Andrew Sano
was born in Montreal Canada and raised in the Pacific Northwest, where he earned a BFA in Drawing and Painting. He’s lived in Oakland since 1989. His work has appeared in such journals as The Blue Nib, The Scarlet Review, Verse-Virtual and The Racket.
Shiny New Penny
Fireflies in Maine,
Chiclets after Chinese food
when three feet of snow
fell during dinner.
Ghosts in Tokyo.
Eating all my grandpa’s mackerel in 1966.
Ice as thick as a man’s leg
seen from an upstairs window
in St. Catherines-
three silvery, ribbed and bowed lines
between white telephone poles.
The lights go out, it’s five below.
Dad takes a fire axe to a ten-foot berm
to buy smokes.
Losing at croquet to the Sahaida sisters,
you have a crush on Maryanne,
their father’s toothbrush
is a smashed stick of redwood
covered in Arm & Hammer
mixed with hose water.
Eric Nostrand spitting on our kitchen floor
for no reason.
The Sangas spreading cow dung on theirs
in a split level near a cul-de-sac
with cedar siding.
Where did they get it?
Watching Todd’s drive train drop,
pole-vaulting his 1950 Ford truck
while returning from the Puyallup Fair-
all nervous flirting and shared corndogs.
Smoking weed in the sauna,
getting fired for it.
Driving through the Badlands,
bored by gullies and grey piles of pebbles.
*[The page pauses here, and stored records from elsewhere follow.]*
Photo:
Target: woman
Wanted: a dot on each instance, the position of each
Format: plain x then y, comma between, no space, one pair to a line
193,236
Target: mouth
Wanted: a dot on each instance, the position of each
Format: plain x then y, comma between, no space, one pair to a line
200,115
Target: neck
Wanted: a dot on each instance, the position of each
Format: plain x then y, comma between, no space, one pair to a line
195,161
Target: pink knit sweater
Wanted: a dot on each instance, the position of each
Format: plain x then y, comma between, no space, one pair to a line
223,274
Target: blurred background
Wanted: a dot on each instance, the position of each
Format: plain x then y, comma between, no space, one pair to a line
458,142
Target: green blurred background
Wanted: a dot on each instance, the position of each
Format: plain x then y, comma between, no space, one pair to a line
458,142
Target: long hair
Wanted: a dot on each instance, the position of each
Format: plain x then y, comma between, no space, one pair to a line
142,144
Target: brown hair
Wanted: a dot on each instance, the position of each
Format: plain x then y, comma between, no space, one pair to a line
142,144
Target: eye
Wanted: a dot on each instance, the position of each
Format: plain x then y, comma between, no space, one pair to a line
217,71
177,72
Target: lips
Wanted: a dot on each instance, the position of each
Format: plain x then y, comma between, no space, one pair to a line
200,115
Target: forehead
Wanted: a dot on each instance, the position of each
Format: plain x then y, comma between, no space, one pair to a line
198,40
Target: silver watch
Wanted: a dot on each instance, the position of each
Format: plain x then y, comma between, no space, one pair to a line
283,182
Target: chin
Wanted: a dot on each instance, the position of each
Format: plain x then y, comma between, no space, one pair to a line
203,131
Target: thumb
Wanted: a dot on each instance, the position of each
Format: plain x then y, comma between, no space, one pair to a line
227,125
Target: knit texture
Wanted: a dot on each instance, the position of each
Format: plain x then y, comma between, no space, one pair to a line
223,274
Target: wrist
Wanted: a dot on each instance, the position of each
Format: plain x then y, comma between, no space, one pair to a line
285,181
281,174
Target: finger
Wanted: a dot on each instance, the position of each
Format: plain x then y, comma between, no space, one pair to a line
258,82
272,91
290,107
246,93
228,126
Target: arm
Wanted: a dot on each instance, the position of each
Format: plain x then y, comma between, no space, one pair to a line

Drive-in movies with rank popcorn
and scuffed aluminum speakers
honking in the window;
What Do you say to a naked lady?
Laughing at the TV
on a late summer night at 13,
noticing you’re starting to smell.
Fighting in old basements
with dead-eyed men
and gamblers with worse ones,
all hoping you’ll get hurt,
making them money or right.
Learning how many ways
to draw a line
or make light and space
with color
and why it might matter
but mostly not.
Singing after supper
and filling a room with tears,
sound
or just the sound of leaving shoes.
Two sets on the roof for Y2K.
Leaving everything you have in the dust
just to make a fire.
First kiss, worst kiss,
best kiss
saved for last
and ending on a high note
wondering if it matters
that all this happened
and so, what if it’s true?
It’s just coins under old cushions.
Things that may or may not have made you,
as you gaze at a face looking forward
to more.
No Knock Spring
Someone summits
as spelunkers descend,
everything is elevators
smelling of hot oil and sweating rust.
To my mother, March through August meant B-29s,
cities on fire, cherry blossoms and 100,000 dead.
How many bees can hide in a poppy? All of them.
Arithmetic seems like pure insanity sometimes.
The grass has dried, the raspberries are still
tart. Slightly adjusted beets await their turn.
I smell burning hair everywhere and all
my stories are gasoline, so I stay quiet.